Parse CSV data to get a count on rows with duplicate values

Question

I have a csv file (data.csv):

data
cn=Clark Kent,ou=users,ou=news,ou=employee,dc=company,dc=com
cn=Peter Parker,ou=News,ou=news,ou=employee,dc=company,dc=com
cn=Mary Jane,ou=News_HQ,ou=news,ou=employee,dc=company,dc=com
cn=Oliver Twist,ou=users,ou=news,ou=employee,dc=company,dc=com
cn=Mary Poppins,ou=Ice Cream,ou=ice cream,dc=company,dc=com
cn=David Tenant,ou=userMger,ou=ice cream,ou=employee,dc=company,dc=com
cn=Pepper Jack,ou=users,ou=store,ou=employee,dc=company,dc=com
cn=Eren Jaeger,ou=Store,ou=store,ou=employee,dc=company,dc=com
cn=Monty Python,ou=users,ou=store,dc=company,dc=com
cn=John Smith,ou=userMger,ou=store,ou=employee,dc=company,dc=com
cn=Anne Potts,ou=Sprinkles_HQ,ou=sprinkles,dc=company,dc=com
cn=Harry Styles,OU=Sprinkles,ou=sprinkles,ou=employee,dc=company,dc=com
cn=James Bond,ou=Sprinkles_HQ,ou=employee,dc=company,dc=com
cn=Harry Potter,ou=users,ou=sprinkles,ou=employee,dc=company,dc=com

I need to parse the data to the point where I can get a count of how many rows have the same name in ou. So for example, if there is Sprinkles_HQ, Sprinkles, or sprinkles, they should count as the same. And if a row has Sprinkles_HQ and sprinkles (two of the same name), the row should still count as one (not two).
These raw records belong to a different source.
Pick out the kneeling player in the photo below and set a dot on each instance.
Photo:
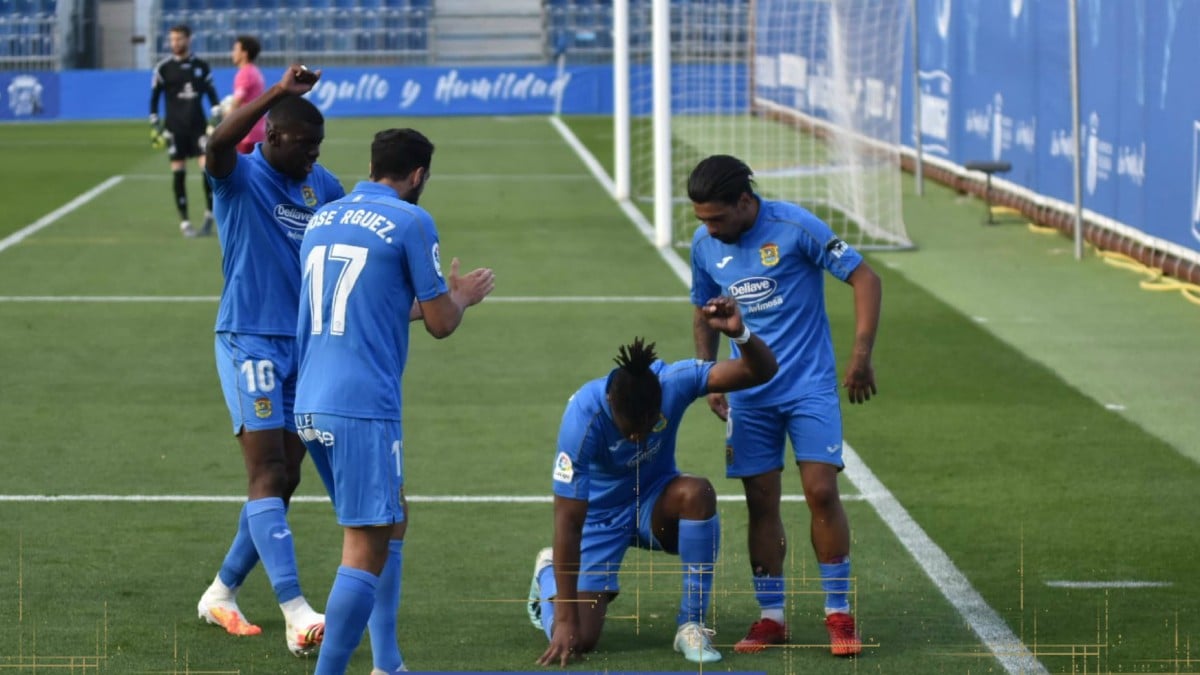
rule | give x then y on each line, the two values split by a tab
616	484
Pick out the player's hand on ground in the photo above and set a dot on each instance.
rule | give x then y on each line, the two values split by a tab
859	381
299	79
562	646
719	405
723	315
472	288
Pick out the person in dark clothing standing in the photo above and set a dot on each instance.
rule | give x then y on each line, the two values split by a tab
183	79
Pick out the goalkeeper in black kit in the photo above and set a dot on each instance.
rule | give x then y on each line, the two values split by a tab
183	79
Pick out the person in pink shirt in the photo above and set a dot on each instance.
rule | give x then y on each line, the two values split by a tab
247	85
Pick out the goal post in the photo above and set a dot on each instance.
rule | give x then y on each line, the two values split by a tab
807	91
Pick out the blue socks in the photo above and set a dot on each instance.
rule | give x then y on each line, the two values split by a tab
835	583
382	625
699	543
549	590
769	592
347	611
243	555
268	524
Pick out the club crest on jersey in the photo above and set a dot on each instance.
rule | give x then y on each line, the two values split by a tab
564	471
769	255
263	407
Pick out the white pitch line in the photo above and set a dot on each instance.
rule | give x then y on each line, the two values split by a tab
1128	584
421	499
999	638
53	216
996	635
509	299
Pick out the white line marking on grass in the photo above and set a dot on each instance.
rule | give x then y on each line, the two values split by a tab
1129	584
1003	644
53	216
510	299
996	635
423	499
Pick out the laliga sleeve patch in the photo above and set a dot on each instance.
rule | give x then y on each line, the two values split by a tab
564	471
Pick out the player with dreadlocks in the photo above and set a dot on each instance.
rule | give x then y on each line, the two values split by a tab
616	484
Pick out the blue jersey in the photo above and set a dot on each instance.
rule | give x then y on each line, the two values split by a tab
595	463
775	272
262	215
366	257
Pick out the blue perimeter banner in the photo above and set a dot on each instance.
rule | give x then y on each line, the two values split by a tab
994	79
357	91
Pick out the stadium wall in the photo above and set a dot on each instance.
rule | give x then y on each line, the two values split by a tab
342	91
995	84
993	79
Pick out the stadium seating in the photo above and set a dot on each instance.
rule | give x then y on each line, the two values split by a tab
28	35
328	31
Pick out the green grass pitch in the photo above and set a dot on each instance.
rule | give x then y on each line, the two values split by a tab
121	482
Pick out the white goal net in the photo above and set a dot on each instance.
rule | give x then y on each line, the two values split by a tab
805	91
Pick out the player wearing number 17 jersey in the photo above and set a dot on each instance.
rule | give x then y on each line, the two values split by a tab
371	264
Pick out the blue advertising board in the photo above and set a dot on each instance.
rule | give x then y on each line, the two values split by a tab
995	84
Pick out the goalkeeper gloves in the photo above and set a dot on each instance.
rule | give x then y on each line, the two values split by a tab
157	137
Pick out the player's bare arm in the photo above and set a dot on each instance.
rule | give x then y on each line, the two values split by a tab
442	315
859	380
756	363
569	517
221	154
707	340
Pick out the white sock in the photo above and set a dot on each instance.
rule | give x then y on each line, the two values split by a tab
217	589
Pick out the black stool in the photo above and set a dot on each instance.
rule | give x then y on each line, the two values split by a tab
988	168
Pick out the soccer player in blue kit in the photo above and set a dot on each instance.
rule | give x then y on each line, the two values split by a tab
772	256
371	264
263	202
616	484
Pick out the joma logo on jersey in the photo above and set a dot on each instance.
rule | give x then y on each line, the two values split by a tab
263	407
769	255
292	216
753	290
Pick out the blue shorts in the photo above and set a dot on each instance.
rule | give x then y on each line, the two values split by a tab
361	463
258	376
755	437
609	535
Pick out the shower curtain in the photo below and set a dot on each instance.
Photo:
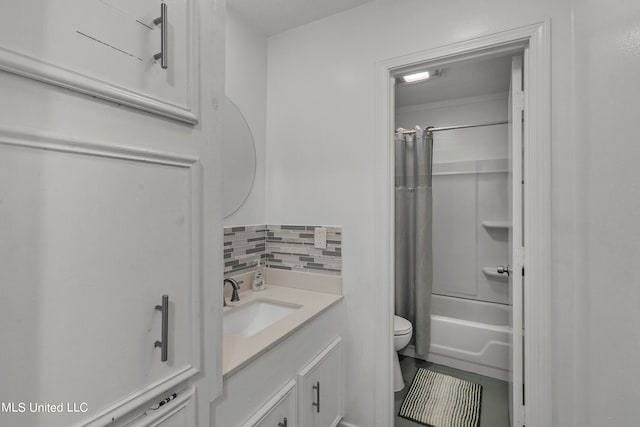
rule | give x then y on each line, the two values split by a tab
413	235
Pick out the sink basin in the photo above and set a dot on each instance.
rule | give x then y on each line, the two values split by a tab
251	318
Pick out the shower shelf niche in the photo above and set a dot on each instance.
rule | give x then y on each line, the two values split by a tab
491	225
492	273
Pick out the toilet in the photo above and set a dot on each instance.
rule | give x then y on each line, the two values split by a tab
402	331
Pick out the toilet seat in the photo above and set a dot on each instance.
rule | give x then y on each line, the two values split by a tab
401	326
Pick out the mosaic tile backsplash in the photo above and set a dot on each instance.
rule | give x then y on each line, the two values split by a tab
287	247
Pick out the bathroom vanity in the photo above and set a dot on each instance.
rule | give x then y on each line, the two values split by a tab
289	372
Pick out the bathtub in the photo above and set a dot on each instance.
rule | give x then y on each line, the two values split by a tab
470	335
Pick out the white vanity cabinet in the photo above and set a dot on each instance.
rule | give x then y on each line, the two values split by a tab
320	390
279	411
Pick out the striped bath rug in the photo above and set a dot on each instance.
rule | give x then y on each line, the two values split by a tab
438	400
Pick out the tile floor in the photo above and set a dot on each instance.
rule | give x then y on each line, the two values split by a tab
494	411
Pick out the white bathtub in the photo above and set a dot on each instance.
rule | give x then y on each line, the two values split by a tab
470	335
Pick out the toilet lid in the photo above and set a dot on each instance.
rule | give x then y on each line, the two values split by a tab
401	326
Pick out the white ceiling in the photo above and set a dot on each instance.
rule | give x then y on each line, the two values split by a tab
460	80
276	16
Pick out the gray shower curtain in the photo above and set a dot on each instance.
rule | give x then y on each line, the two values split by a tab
413	235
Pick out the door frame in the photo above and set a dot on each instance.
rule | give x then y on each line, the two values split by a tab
537	212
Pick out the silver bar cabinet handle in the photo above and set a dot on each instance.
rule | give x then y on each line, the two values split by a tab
164	344
317	389
164	32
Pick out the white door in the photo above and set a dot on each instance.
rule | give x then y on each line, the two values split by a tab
515	269
103	210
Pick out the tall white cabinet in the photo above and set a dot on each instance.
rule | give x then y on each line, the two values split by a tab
109	201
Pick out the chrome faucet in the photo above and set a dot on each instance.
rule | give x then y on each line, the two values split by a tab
234	294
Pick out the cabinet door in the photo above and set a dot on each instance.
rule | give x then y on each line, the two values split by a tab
110	237
280	411
321	390
103	210
106	48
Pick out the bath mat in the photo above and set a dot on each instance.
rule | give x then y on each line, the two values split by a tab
438	400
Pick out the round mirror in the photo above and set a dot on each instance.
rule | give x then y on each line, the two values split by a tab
239	164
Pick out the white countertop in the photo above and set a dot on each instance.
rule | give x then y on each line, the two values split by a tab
238	351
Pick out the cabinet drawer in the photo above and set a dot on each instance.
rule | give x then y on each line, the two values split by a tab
279	411
179	412
320	394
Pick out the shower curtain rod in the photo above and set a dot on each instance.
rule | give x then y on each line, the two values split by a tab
432	129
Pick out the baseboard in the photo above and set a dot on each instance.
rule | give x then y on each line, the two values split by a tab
463	365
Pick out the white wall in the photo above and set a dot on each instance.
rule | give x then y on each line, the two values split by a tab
320	168
463	144
246	86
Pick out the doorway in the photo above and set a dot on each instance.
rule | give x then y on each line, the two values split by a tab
454	205
535	215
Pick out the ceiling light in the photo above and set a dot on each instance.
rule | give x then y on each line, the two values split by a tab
416	77
419	76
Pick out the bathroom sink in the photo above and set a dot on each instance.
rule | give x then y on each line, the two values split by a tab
249	319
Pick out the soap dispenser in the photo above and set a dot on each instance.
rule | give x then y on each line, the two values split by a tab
258	281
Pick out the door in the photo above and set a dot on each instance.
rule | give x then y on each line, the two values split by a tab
515	269
104	209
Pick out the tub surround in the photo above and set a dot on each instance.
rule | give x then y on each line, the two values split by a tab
315	293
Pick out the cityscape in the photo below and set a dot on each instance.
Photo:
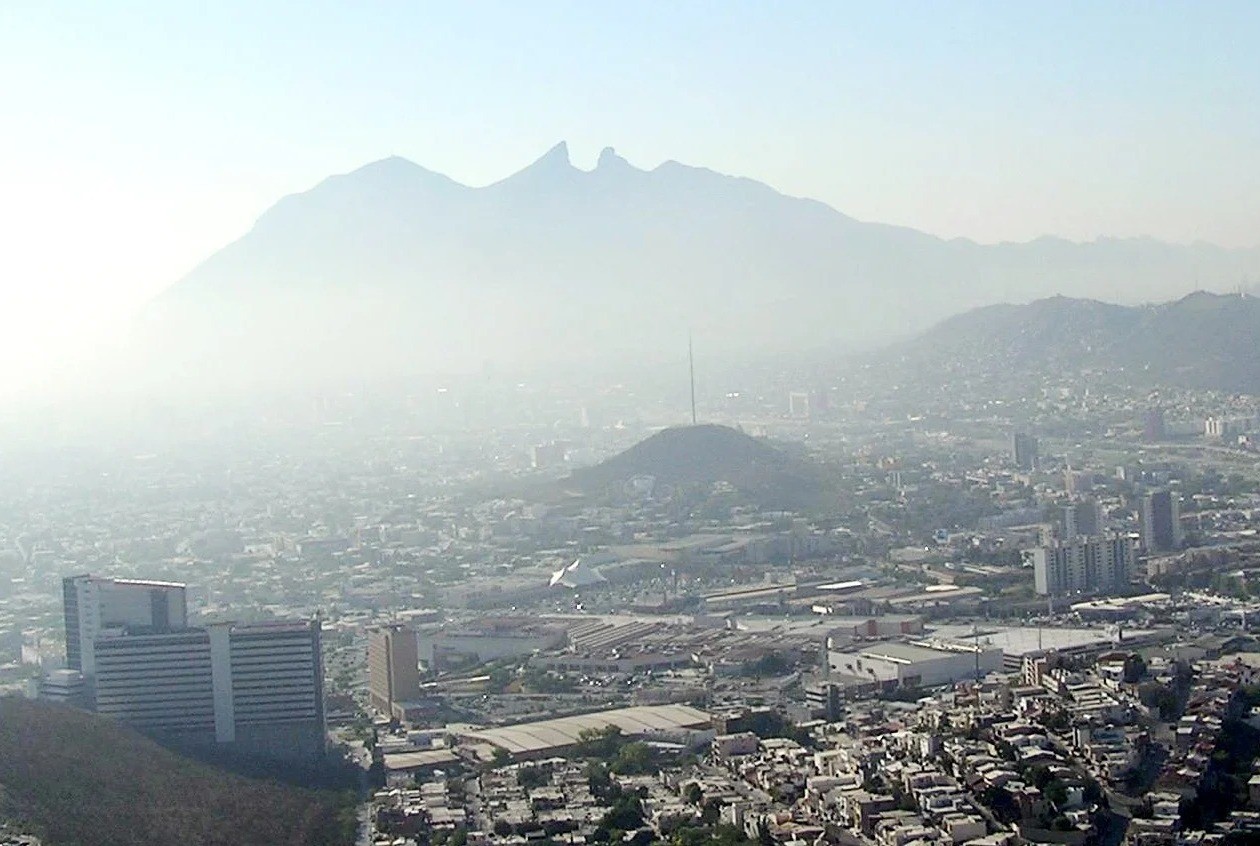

My desired output is something similar to this:

News, 4
Ice Cream, 2
Store, 4
Sprinkles, 4

The first steps I took was to read my csv file, the convert to my csv into a dataframe. I did this using Pandas:

#open file
file = open(directory)

#read csv and the column I want
df = pd.read_csv(file, usecols=['data'])
#make into a dataframe
rowData = pd.DataFrame(df)

Then in order to make parsing my data easier for me, I separated each row into comma separated values. Then converted those values into a list of list (each row is a list). Then remove any None values. Then I need to move all the data that starts with 'OU=' into its own list, and if any of the data has 'user' or 'userMger' or 'employee', I will remove those values from the list. This is my code as of now:

#splits the dataframe into comma separate values
lines =rowData['data'].str.split(",", expand=True)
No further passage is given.